Affects: Server-7.x   —   Status: Un-Assigned

This worklog task was created as a result of discussion in BUG#19027 "MySQL 5.0
starts even with Fatal InnoDB errors".

A plugin may be required in one installation, and optional in another. 
It should be possible to configure that.

Possible solutions:

1) Configuration in plugin description.

Extend the plugin interface, in particular, the plugin description, with
a new member is_mandatory={TRUE/FALSE}.
 The service interface would be responsible for loading and unloading
plugins. The 'is_mandatory' property should not be part of a plugin interface,
but of a plugin-management interface since each isolated plugin should not have
to carry the burden of knowing the entire surrounding architecture. The
_internal_ plugin structure could of course benefit from a variable indicating
what the management system should do with it.

2) Extend semantics of --enable-, --disable, and --loose in the option
files.

--enable means mandatory
--loose-enable means optional.
The default is --loose-enable.

Since some plugins (e.g. InnoDB) have historically been mandatory,
we should be careful to not break the backward compatibility when 
introducing the change. If we do decide to break the backward compatibility,
it should be done in a major version only, with proper documentation
warning and an entry in the upgrade procedure.
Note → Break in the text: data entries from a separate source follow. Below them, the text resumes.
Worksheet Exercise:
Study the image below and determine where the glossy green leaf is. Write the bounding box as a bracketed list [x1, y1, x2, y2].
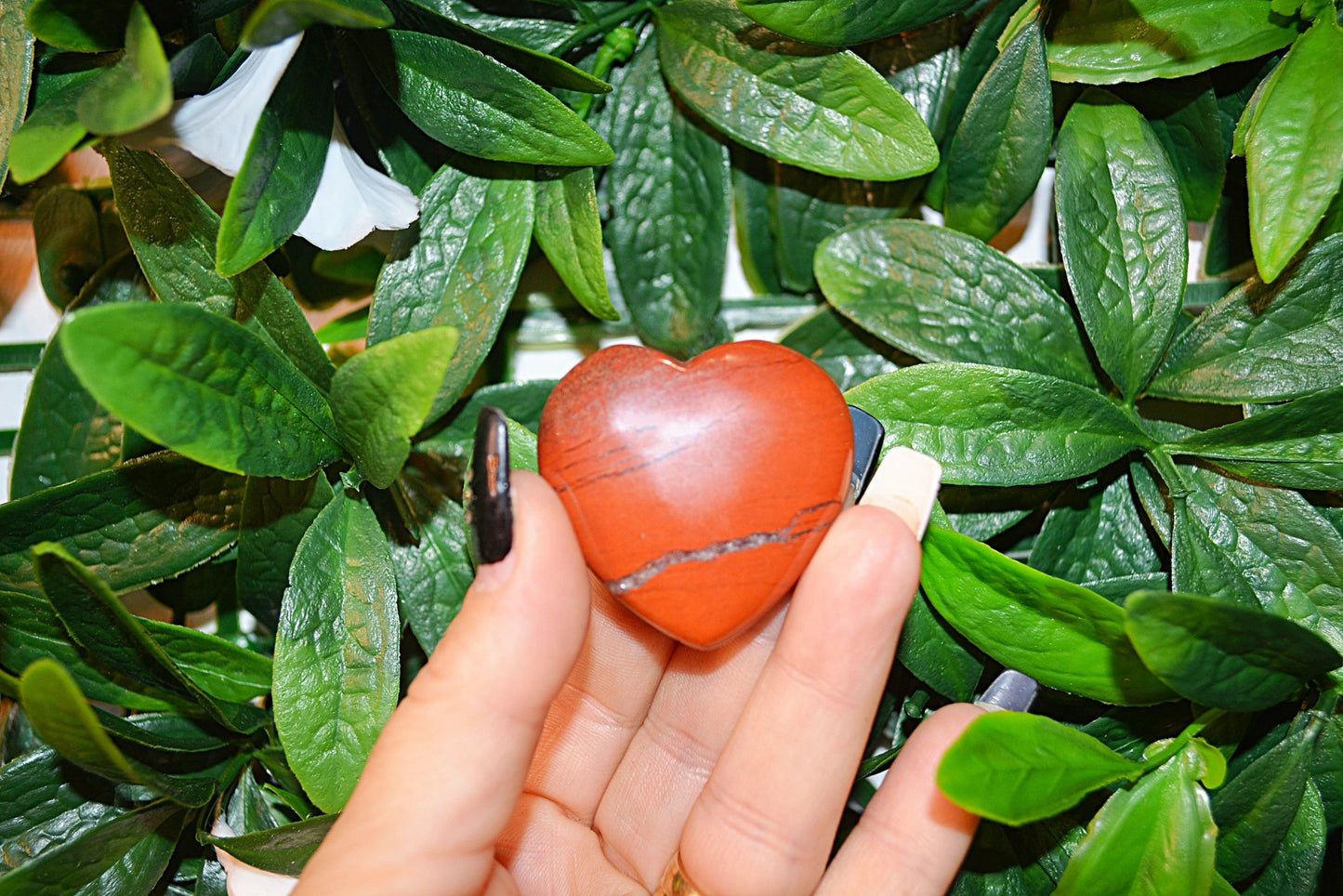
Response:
[1124, 591, 1343, 712]
[215, 32, 334, 277]
[1148, 235, 1343, 403]
[241, 0, 392, 48]
[1057, 91, 1189, 398]
[332, 326, 456, 489]
[360, 30, 612, 165]
[1045, 0, 1297, 85]
[923, 527, 1175, 705]
[1213, 725, 1318, 883]
[59, 302, 341, 480]
[938, 712, 1144, 824]
[846, 364, 1147, 485]
[1245, 16, 1343, 283]
[942, 20, 1054, 242]
[1054, 748, 1219, 896]
[657, 0, 938, 180]
[0, 453, 244, 595]
[200, 815, 337, 876]
[274, 492, 402, 811]
[737, 0, 974, 47]
[817, 220, 1096, 386]
[604, 40, 730, 357]
[76, 3, 172, 135]
[236, 473, 333, 631]
[534, 168, 621, 321]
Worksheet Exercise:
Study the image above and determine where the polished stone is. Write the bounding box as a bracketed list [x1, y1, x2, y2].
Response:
[537, 341, 854, 649]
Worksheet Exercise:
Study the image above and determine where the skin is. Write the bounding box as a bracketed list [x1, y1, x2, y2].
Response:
[296, 471, 981, 896]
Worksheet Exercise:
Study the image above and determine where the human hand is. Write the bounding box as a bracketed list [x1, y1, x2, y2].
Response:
[296, 416, 979, 896]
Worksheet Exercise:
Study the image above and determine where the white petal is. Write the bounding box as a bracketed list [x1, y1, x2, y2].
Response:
[209, 817, 298, 896]
[296, 120, 419, 248]
[161, 33, 304, 176]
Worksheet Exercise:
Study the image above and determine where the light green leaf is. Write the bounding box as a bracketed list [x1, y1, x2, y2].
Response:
[1057, 91, 1189, 399]
[274, 492, 402, 811]
[657, 0, 938, 180]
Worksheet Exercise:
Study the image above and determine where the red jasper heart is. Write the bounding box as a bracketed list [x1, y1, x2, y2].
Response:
[537, 343, 853, 649]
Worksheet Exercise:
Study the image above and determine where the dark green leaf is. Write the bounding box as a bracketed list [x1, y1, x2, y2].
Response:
[241, 0, 392, 48]
[215, 32, 334, 277]
[938, 712, 1144, 824]
[1124, 591, 1343, 712]
[59, 302, 341, 480]
[274, 492, 402, 811]
[1045, 0, 1297, 85]
[1059, 91, 1189, 398]
[534, 168, 621, 321]
[1245, 16, 1343, 283]
[923, 527, 1175, 705]
[0, 453, 244, 595]
[1054, 748, 1221, 896]
[817, 220, 1096, 386]
[360, 31, 612, 165]
[1148, 235, 1343, 403]
[199, 815, 337, 876]
[846, 364, 1148, 485]
[944, 20, 1054, 241]
[657, 0, 938, 180]
[606, 40, 730, 357]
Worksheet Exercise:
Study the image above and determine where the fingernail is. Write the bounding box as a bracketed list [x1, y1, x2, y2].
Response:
[849, 404, 887, 504]
[467, 407, 513, 566]
[975, 669, 1039, 712]
[861, 444, 941, 539]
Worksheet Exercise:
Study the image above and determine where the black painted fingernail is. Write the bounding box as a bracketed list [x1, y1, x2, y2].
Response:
[467, 407, 513, 564]
[975, 669, 1039, 712]
[849, 404, 887, 504]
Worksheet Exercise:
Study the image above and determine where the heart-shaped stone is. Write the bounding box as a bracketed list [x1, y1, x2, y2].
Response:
[537, 341, 853, 649]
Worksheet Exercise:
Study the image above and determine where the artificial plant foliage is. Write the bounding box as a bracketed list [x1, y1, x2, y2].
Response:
[0, 0, 1343, 896]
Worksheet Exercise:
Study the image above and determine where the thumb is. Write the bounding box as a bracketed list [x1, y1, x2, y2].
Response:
[298, 459, 589, 895]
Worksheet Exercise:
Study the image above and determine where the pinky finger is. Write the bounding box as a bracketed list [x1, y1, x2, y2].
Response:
[817, 704, 983, 896]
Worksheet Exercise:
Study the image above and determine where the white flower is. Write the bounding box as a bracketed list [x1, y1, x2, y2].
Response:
[137, 33, 419, 248]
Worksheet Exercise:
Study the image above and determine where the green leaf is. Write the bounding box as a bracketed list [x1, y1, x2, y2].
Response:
[1045, 0, 1297, 85]
[1170, 386, 1343, 489]
[76, 3, 172, 135]
[103, 141, 336, 389]
[1054, 747, 1221, 896]
[0, 453, 244, 595]
[604, 40, 730, 357]
[1213, 725, 1318, 883]
[59, 302, 341, 480]
[817, 220, 1096, 386]
[197, 815, 337, 876]
[938, 712, 1144, 824]
[1245, 779, 1328, 896]
[1124, 591, 1343, 712]
[846, 364, 1147, 485]
[942, 20, 1054, 242]
[0, 799, 184, 896]
[332, 326, 456, 489]
[236, 473, 333, 631]
[923, 527, 1175, 706]
[360, 31, 612, 165]
[239, 0, 392, 48]
[368, 166, 534, 417]
[1057, 91, 1189, 399]
[1148, 235, 1343, 403]
[1245, 16, 1343, 283]
[215, 31, 334, 277]
[534, 168, 621, 321]
[657, 0, 938, 180]
[274, 492, 402, 811]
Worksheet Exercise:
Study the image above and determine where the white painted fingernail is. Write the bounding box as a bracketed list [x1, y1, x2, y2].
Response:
[858, 444, 941, 539]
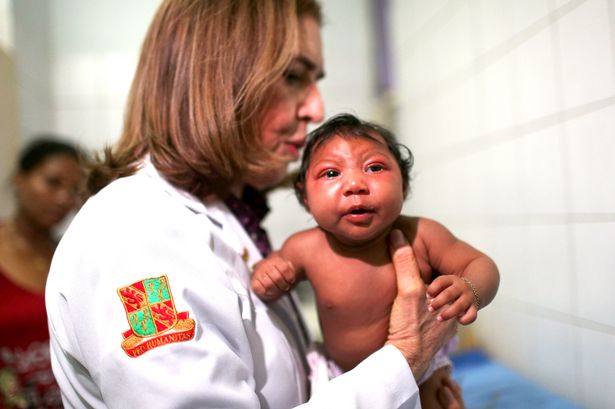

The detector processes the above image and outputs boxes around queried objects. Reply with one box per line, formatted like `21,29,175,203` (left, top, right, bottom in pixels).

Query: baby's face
305,136,404,244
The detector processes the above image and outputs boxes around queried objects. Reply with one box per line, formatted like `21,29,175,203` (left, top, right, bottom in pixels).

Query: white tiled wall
391,0,615,408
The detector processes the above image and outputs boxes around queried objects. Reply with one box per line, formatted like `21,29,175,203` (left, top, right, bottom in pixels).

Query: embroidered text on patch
117,275,194,358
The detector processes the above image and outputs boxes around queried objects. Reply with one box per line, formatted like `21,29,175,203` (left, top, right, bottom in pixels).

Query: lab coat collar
137,155,222,223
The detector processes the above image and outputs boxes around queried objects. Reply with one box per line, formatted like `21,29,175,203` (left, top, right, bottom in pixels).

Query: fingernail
391,229,404,248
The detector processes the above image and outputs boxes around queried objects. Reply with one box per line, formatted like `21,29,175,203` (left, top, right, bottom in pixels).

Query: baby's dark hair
294,114,414,205
16,135,83,173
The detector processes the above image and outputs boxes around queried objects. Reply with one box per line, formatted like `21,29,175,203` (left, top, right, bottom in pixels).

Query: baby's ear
295,182,310,212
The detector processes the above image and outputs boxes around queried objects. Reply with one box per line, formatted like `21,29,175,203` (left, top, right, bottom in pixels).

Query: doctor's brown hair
88,0,328,198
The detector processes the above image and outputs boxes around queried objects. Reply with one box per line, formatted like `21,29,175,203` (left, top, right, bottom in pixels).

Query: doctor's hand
386,230,456,379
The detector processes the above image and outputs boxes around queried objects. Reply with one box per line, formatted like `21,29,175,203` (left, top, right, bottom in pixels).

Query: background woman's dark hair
294,114,414,205
16,135,83,173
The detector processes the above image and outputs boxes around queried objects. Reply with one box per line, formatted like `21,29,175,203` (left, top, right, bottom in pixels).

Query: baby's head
294,114,414,206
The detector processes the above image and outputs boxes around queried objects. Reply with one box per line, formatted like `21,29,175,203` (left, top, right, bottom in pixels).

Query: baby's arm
410,219,500,325
251,234,305,301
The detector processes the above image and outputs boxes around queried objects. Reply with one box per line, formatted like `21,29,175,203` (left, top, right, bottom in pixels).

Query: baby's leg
419,366,458,409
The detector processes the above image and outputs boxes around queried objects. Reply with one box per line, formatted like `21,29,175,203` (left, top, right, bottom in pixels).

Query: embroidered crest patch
117,275,194,358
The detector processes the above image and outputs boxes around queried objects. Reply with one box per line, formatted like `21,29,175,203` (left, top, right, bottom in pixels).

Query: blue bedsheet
451,350,581,409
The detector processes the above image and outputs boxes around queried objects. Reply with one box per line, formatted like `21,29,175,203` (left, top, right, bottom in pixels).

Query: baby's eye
323,169,340,179
367,164,384,173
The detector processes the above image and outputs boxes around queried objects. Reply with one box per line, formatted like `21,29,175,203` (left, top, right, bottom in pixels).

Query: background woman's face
15,154,83,228
250,17,324,188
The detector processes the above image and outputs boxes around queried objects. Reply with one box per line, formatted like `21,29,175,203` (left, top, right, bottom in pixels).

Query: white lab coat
46,160,420,409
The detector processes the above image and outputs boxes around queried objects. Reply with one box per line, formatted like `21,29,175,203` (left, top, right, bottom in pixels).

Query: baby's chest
310,263,397,311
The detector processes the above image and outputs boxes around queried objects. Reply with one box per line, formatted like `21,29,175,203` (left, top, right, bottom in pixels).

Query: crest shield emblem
117,275,194,357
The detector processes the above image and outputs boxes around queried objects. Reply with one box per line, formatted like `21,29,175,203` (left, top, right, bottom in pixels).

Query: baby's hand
427,274,478,325
251,253,296,301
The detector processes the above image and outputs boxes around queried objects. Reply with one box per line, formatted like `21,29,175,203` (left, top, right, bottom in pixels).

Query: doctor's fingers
389,229,426,300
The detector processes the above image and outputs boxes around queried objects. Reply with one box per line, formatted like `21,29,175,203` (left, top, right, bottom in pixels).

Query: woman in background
0,137,83,408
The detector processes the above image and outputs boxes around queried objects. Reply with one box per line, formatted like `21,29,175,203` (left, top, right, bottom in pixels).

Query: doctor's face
249,17,324,188
304,136,404,245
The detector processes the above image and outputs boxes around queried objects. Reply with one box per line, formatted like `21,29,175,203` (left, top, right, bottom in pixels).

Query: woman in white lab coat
46,0,460,409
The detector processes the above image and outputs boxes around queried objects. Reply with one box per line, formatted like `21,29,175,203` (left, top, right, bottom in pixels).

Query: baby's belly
318,298,390,371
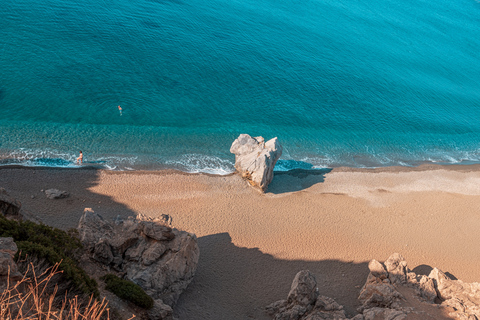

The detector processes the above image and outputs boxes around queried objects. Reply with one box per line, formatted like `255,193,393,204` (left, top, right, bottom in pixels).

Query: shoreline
0,165,480,319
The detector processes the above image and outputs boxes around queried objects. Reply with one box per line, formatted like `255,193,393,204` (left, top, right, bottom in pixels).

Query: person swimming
77,151,83,164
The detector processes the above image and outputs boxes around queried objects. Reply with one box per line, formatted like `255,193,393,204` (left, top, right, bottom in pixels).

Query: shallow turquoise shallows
0,0,480,174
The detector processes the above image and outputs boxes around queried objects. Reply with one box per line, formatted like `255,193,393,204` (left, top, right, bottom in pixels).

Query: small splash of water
166,154,235,175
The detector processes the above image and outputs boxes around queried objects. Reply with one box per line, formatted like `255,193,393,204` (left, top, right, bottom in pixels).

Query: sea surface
0,0,480,174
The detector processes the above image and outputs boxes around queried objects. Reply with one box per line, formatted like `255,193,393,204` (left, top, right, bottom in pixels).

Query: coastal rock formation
428,268,480,319
0,237,22,283
0,188,22,220
266,253,480,320
266,270,347,320
78,208,199,312
230,134,282,192
45,189,70,199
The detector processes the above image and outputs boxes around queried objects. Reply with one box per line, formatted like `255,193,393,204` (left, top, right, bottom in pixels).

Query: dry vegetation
0,263,134,320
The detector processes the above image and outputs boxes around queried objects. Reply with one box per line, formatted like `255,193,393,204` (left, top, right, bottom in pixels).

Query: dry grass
0,263,135,320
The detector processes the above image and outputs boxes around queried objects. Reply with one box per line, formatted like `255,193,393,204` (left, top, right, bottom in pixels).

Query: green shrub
0,215,99,297
102,274,153,309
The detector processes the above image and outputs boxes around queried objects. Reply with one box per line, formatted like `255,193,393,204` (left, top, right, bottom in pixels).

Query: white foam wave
166,154,235,175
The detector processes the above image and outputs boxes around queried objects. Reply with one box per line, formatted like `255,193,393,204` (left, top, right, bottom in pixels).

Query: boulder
230,134,282,192
45,189,70,199
0,237,22,280
266,253,480,320
428,268,480,319
266,270,347,320
0,188,22,220
77,208,199,308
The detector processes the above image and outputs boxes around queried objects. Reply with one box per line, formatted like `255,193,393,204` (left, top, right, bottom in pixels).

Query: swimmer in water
77,151,83,164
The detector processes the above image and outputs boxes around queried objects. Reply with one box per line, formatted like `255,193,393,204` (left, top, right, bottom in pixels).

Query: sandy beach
0,165,480,320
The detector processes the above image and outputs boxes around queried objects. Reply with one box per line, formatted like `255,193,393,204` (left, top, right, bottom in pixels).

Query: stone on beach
78,208,199,313
266,253,480,320
230,134,282,192
0,188,22,220
45,189,70,199
0,237,22,282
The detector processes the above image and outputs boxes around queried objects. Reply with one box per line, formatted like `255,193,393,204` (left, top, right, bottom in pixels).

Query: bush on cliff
102,274,153,309
0,215,99,297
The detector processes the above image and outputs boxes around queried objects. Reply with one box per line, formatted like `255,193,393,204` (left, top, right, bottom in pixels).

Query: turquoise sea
0,0,480,174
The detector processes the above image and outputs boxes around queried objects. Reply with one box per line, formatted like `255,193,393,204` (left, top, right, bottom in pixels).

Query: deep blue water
0,0,480,173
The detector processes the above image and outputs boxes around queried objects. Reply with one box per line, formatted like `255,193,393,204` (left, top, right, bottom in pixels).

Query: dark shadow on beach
0,165,136,230
267,168,332,194
174,233,369,320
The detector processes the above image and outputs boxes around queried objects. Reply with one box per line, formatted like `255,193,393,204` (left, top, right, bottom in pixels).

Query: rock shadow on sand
174,233,369,320
266,168,332,194
0,165,136,230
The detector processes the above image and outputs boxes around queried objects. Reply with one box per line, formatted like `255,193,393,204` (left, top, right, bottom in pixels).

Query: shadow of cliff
174,233,369,320
0,166,136,230
266,168,332,194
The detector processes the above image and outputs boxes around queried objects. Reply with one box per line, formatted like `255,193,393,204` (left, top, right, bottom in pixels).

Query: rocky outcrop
0,237,22,282
428,268,480,320
78,208,199,312
266,270,347,320
230,134,282,192
45,189,70,199
266,253,480,320
0,188,22,220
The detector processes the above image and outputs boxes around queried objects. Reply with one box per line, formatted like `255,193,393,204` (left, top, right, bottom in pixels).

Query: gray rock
148,299,173,320
0,237,22,280
45,189,70,199
230,134,282,192
266,270,347,320
358,273,403,311
287,270,318,306
368,259,388,280
428,268,480,319
0,188,22,220
385,253,408,284
78,209,199,307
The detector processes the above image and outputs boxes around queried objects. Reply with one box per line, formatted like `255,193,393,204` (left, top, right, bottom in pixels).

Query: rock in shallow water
230,134,282,192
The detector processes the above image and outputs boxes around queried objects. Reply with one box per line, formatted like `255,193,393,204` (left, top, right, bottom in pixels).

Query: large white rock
230,134,282,191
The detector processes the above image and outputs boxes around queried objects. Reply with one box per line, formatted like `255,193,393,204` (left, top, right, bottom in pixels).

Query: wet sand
0,165,480,320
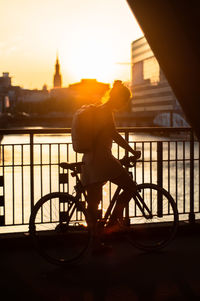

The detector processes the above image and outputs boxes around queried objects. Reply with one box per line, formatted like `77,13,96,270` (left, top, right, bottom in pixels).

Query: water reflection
0,134,199,231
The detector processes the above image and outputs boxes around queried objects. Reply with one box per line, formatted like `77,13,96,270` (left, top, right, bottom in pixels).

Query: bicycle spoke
128,184,178,250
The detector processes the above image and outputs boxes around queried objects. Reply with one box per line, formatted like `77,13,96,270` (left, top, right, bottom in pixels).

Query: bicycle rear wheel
29,192,91,265
127,183,178,251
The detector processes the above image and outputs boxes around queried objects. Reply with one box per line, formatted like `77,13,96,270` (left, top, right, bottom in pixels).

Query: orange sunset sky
0,0,143,89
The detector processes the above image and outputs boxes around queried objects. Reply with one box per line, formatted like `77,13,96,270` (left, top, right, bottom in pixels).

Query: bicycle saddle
59,162,84,171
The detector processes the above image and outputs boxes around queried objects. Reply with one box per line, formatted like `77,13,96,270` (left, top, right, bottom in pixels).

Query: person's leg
86,183,103,227
110,172,136,224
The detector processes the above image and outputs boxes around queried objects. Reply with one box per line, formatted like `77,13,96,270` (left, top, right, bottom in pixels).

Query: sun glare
62,39,116,83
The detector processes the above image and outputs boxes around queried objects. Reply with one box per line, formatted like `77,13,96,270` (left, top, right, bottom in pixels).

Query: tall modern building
131,37,187,126
53,55,62,88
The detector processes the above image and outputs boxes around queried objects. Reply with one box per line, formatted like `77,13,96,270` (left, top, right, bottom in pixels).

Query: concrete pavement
0,227,200,301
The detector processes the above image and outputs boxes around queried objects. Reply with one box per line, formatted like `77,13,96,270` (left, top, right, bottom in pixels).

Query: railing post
30,133,34,210
124,131,130,226
157,141,163,217
189,131,195,223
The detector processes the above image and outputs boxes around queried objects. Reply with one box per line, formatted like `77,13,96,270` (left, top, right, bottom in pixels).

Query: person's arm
112,130,140,157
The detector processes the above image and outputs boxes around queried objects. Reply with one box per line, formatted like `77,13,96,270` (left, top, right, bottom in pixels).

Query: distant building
53,56,62,88
69,78,110,105
0,72,11,90
131,37,187,126
19,89,49,103
0,72,21,113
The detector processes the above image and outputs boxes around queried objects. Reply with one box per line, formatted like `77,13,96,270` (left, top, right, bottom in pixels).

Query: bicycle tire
29,192,92,265
126,183,178,251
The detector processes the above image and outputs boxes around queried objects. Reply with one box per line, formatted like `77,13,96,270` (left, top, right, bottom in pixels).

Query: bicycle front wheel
29,192,91,265
127,183,178,251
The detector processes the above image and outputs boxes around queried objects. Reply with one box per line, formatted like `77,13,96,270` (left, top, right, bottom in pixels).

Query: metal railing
0,128,200,233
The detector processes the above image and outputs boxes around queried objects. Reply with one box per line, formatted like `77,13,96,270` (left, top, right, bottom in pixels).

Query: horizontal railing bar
0,127,192,135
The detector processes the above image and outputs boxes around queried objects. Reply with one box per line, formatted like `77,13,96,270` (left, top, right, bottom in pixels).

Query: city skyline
0,0,143,89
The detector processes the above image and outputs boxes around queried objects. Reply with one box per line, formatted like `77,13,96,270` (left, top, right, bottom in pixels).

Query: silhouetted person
81,81,140,236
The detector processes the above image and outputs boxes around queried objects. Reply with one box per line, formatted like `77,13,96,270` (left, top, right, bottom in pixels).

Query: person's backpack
72,105,97,153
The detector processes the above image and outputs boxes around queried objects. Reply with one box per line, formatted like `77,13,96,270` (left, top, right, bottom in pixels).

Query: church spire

 To accommodate backward compatibility I think BUG#19027 should be
solved by hard coded directives on how to handle InnoDB SE and this should be
considered a temporary solution until the service API is installed. Using the
service API suitable plugin loading dependencies could be configured.

One issue in bug 19027 is that applications using the database assumes that the
meta data is durable and is present when the server is online. The lack of
durability is addressed in WL#2760. Example: If a SE plugin fails to load the
client applications should not be able to operate on the corresponding objects
because the 'super database' would not allow it, ie the objects are "offline".

Creating a language of command line options and settings will not scale and
doesn't help our goal of creating a modular environment. There will of course
always be exceptions to any strategy, but in this case we should simply follow
the strategy before introducing exceptions.